What good is an XML Hamlet?

Why bother with XML markup: making your data application independent.

Jorn and Sabren have been disputing the usefulness of XML on their sites and in the comp.lang.xml newsgroup.

It started when Scripting News pointed at an example of XML markup: Hamlet.

Jorn Says...

Back on Monday 24 August, Jorn said:

This XML version of Hamlet may look cool, but I think people will quickly realise it's utterly useless markup-for-the-sake-of-markup:

http://www.csclub.uwaterloo.ca/u/relander/XML/hamlet.xml [SN]

Sabren Says...

I disagree. With a file like this - and web style sheets - it becomes easy to format a custom hard copy of a script. Perhaps only your scenes, or perhaps with your lines highlighted. It would also be easy enough to make a rehearsal program to help actors rehearse.

Jorn Says...

And any hacker with any shred of professional pride should be embarrassed by the wastefulness of tagging every line with <LINE></LINE>. What are you guys thinking?!?

My Turn

Jorn: Exactly! Why would any hacker (in the classical sense of the word) code their own text when they can write a tool to do it for them. Remember Larry Wall's Three Cardinal Virtues of a Programmer? One of them is Lazyness. We write tools to encode text for us.

For example...

The structure of one of my "Web Log" entries is:

So it's easy to get an XML structure like:

<?xml version="1.0" encoding="IS0-8859-1" ?>
<ENTRY>
	<INTRO></INTRO>
	<URL></URL>
	<REMARK></REMARK>
</ENTRY>

Imagine a setup where I have a listener set up on my computer which waits for these XML objects, and then shoves these into a database, say Frontier.

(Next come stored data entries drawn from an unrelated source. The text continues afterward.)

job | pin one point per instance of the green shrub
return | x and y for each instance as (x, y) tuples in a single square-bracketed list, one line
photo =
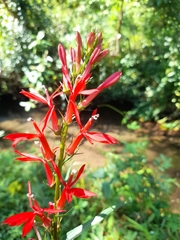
[(145, 192)]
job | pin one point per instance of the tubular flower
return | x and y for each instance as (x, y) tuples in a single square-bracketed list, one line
[(26, 157), (51, 114), (29, 218), (18, 137), (69, 191), (90, 136), (67, 87)]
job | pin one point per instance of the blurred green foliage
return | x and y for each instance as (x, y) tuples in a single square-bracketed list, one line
[(126, 178), (142, 36), (13, 188)]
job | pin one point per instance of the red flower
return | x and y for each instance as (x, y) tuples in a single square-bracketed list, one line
[(51, 114), (90, 136), (18, 137), (69, 191), (26, 157), (28, 218)]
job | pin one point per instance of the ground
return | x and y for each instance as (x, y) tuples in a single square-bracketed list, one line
[(109, 122)]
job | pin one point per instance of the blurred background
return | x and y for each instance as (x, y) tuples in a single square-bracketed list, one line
[(143, 40), (142, 36)]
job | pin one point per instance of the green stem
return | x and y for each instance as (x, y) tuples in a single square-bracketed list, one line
[(56, 224)]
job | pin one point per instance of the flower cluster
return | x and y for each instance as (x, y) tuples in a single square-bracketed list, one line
[(74, 87)]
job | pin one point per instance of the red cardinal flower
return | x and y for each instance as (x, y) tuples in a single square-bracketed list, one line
[(51, 114), (90, 136), (29, 218), (26, 157), (18, 137), (69, 191)]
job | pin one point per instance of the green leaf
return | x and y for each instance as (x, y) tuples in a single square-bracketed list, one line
[(74, 233)]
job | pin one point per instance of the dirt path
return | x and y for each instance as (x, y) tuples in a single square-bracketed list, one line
[(159, 142)]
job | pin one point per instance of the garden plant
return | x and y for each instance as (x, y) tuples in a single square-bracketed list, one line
[(73, 88)]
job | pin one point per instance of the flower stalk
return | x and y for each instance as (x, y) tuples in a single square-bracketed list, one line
[(74, 86)]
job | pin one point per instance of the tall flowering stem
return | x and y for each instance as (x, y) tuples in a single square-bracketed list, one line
[(74, 86)]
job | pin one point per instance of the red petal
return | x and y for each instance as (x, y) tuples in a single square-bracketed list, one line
[(34, 96), (78, 175), (18, 219), (112, 79), (51, 211), (88, 92), (81, 193), (28, 226), (28, 157), (49, 174), (18, 137)]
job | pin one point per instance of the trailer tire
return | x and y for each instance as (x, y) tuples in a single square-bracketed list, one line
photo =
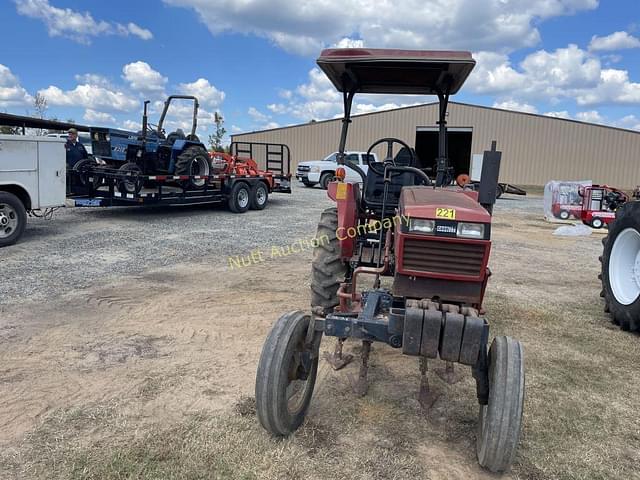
[(240, 198), (194, 161), (500, 421), (13, 219), (131, 184), (259, 196), (325, 179), (327, 269), (619, 273)]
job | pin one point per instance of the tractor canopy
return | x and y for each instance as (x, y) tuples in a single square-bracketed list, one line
[(400, 72)]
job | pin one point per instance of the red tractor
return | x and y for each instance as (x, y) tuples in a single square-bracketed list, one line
[(432, 241), (599, 204)]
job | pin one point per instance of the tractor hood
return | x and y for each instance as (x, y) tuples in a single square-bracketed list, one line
[(433, 203)]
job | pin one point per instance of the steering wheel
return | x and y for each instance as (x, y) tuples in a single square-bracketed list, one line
[(389, 158)]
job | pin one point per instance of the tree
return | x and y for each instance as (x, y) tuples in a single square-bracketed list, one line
[(215, 139)]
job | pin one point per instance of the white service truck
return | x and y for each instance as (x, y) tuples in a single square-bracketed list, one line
[(323, 171), (32, 178)]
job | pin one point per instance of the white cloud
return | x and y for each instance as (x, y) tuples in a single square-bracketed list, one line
[(12, 94), (592, 116), (516, 106), (98, 118), (143, 78), (257, 115), (78, 26), (306, 26), (347, 42), (90, 96), (615, 41), (207, 94), (561, 114)]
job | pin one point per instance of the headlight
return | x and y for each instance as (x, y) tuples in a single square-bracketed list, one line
[(470, 230), (422, 226)]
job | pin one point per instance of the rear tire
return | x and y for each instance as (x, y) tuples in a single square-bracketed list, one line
[(13, 219), (325, 179), (620, 272), (240, 198), (259, 196), (500, 421), (194, 161), (283, 385), (327, 270)]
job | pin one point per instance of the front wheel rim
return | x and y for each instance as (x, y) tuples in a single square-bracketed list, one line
[(261, 196), (243, 198), (8, 220), (624, 267)]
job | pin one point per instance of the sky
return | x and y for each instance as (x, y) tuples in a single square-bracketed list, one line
[(253, 61)]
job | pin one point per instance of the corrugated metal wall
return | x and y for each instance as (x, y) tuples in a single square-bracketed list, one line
[(535, 149)]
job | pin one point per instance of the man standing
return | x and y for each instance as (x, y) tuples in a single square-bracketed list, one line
[(75, 150)]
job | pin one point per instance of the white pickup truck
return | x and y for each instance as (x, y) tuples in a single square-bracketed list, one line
[(32, 177), (322, 171)]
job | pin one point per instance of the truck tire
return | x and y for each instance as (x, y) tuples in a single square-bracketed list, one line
[(194, 161), (259, 196), (620, 274), (240, 198), (13, 219), (327, 269), (325, 179)]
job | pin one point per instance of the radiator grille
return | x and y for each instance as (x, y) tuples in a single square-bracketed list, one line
[(443, 257)]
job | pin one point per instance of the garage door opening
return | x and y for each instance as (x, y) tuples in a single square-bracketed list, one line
[(459, 140)]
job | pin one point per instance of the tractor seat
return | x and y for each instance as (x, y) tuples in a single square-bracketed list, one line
[(173, 136)]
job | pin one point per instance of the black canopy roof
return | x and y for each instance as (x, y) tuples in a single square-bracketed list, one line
[(419, 72)]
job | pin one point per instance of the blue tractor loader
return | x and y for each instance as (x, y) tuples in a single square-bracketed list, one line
[(151, 151)]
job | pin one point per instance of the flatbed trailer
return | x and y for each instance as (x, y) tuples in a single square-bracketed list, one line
[(99, 186)]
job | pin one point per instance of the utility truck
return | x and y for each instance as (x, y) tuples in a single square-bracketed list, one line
[(32, 180)]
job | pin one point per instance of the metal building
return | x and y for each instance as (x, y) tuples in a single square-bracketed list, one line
[(535, 148)]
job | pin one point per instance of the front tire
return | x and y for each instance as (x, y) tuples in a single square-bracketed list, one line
[(240, 198), (13, 219), (327, 269), (500, 421), (620, 273), (259, 196), (286, 375)]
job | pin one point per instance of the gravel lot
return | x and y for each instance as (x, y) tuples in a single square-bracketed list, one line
[(82, 247)]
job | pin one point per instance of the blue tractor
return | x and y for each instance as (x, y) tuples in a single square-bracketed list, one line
[(151, 151)]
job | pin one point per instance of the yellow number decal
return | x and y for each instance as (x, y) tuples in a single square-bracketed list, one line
[(449, 213), (341, 192)]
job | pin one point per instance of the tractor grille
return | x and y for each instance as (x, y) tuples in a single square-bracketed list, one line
[(102, 149), (436, 256)]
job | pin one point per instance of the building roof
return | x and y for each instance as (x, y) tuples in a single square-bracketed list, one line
[(382, 112)]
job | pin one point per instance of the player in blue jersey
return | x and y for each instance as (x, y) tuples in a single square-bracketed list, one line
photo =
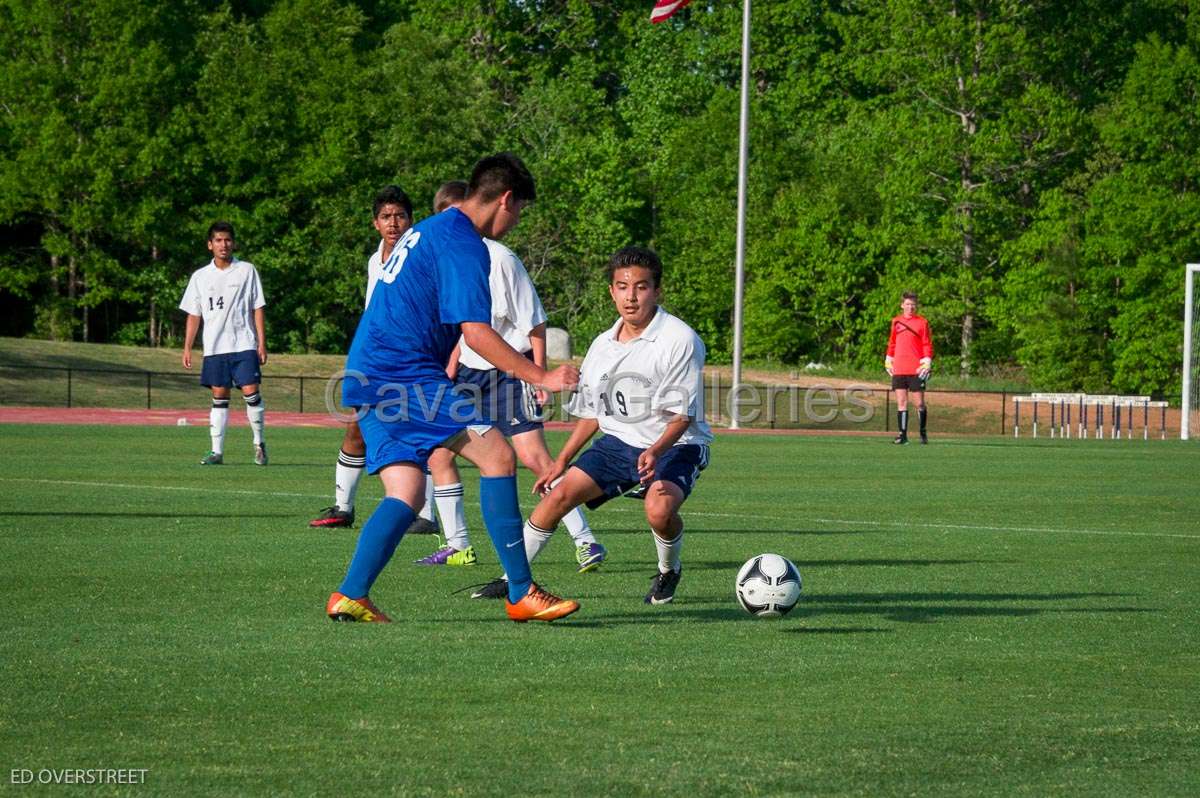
[(432, 289)]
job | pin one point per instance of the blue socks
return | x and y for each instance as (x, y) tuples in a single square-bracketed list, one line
[(377, 541), (502, 515)]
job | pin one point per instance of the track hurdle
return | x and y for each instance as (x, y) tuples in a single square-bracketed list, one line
[(1091, 415)]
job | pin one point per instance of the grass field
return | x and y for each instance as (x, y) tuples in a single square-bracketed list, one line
[(979, 618)]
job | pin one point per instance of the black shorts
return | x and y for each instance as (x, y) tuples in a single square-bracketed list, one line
[(909, 382), (238, 369), (612, 465)]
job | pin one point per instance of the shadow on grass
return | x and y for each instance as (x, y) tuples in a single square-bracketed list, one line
[(743, 531), (730, 565), (65, 514)]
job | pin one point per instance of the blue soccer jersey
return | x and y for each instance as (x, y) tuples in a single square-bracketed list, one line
[(436, 279)]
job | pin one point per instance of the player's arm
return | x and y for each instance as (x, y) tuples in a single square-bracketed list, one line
[(538, 343), (927, 352), (649, 459), (453, 363), (892, 349), (193, 325), (492, 348), (261, 329), (581, 433)]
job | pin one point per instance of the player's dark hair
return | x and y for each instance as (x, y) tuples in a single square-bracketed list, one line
[(498, 173), (636, 256), (449, 193), (391, 195), (221, 227)]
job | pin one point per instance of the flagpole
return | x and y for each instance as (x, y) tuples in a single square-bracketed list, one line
[(739, 268)]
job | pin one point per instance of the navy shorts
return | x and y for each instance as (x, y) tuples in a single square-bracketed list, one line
[(612, 465), (907, 382), (231, 369), (503, 401)]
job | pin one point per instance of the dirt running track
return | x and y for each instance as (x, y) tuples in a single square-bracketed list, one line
[(95, 415)]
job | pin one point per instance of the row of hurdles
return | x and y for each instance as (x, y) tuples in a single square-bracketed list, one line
[(1085, 414)]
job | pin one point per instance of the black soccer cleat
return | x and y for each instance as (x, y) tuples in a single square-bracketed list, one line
[(334, 517), (497, 588), (663, 587)]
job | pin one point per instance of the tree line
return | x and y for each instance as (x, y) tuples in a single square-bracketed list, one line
[(1030, 167)]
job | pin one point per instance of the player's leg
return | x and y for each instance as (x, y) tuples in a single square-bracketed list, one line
[(502, 515), (403, 493), (922, 414), (570, 491), (675, 477), (247, 375), (449, 497), (425, 522), (352, 460), (565, 498), (663, 501), (901, 414), (216, 377), (256, 414), (532, 451)]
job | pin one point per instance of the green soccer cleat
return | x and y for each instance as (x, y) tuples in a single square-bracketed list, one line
[(589, 556), (450, 556)]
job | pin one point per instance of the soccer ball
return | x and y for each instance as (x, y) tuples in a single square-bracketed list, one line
[(768, 586)]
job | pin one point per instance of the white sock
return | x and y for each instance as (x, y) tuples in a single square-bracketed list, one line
[(669, 552), (454, 519), (535, 539), (346, 479), (427, 508), (217, 419), (255, 412), (577, 525)]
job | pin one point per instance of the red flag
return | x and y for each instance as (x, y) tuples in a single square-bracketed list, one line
[(664, 9)]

Yes, there's already such a thing which does some of this without XML, the OCHA suite for Frontier. I use it for the Web Log. But its drawback is that I have to be at the computer it's running on in order to use it. I'd like to update my Web Log from anywhere: at lunch from the office, from my Palm Pilot, at an airport kiosk, or a friend's house.

I could build a Web form which takes the components and ships an XML file to my inbox where Eudora could dump it onto a staging area where Frontier looks for new files then imports it into the OCHA format. Then I can dump the HTML from inside of Frontier.

Through this whole example, the end user's never been exposed to raw XML. In fact I can write out the XML using the most perverse Studio Verso 'Killer Web Site' methodology I want. I can still provide the underlying XML for people who need the data for applications, rather than stroking the egos down in Marketing.

It's not a Strait Jacket

Note that I don't need a DTD for this object. It just needs to follow XML's well-formedness rules. The reason for that is so any XML aware application -- from a filter to a browser -- may read it.

Even if we don't share the same sets of tags, as long as my documents are well formed, I can create queries: show me every element whose name matches the regular expression "/name.*/i" and whose content matches the expression "/(^parker|^pose)/i".

This is the motivation behind tools such as the WIDL application proposed by WebMethods (http://www.webmethods.com/).

Ransoming Your Data

But what happens when Frontier's hit by a truck, Dave Winer tires of it and goes to Tahiti, or Microsoft buys it and makes it unusable?

Do you want to have all your data in Frontier, or in a format you can use with other tools? The BLOX suite, for instance, would let export all my data from Frontier as XML.

My company just upgraded everyone from Word 6 to Office97/98 across Macs and WinTel. We hired a small army of high school students and our IT staff fanned out across the corporate campus with walkie talkies to herd the kids and fix problems. They spent five days (and still have to fix problems.) The combined cost of licences and labor is staggering.

Make Your Data Get to Work

Taking advantage of XML's insistance on well-structured documents, I can manipulate them with simple chunks of code. That code could live on my ISP as well as my Mac. Then I can push it through an XSL stylesheet to produce HTML. The XSL stylesheet can do some programatic things such as only render a weeks worth of Web Log. In addition, I can produce other formats -- translating the file into a Channel Definition Format file you can subscribe to via Pointcast or IE. I could turn it into text and mail it to you.

I could add another parameter to the XML:

<? xml version="1.0" encoding="IS0-8859-1" ?>
<ENTRY>
	<SUBJECT VALUE=""/>
	<INTRO></INTRO>
	<URL></URL>
	<REMARK></REMARK>
</ENTRY>

Now I can have bibliographic tools manipulate the data. I know Jorn and Raphael have been categorizing the links they find and repurposing them in other parts of their sites. This could be done in an automated fashion if they have put their data in a rich XML format.

Now they could do that if they stored it in Oracle or mySQL, but XML is designed to handle this sort of structured data (imagine the SQL statements you'd need otherwise.)

There is a database type well suited to XML/HTML content, the object database systems sold by companies like Object Design, Poet and Objectivity. Pulling data out in XML (for transport/display) is trivial in these systems and at least two of these companies already have XML support in their products.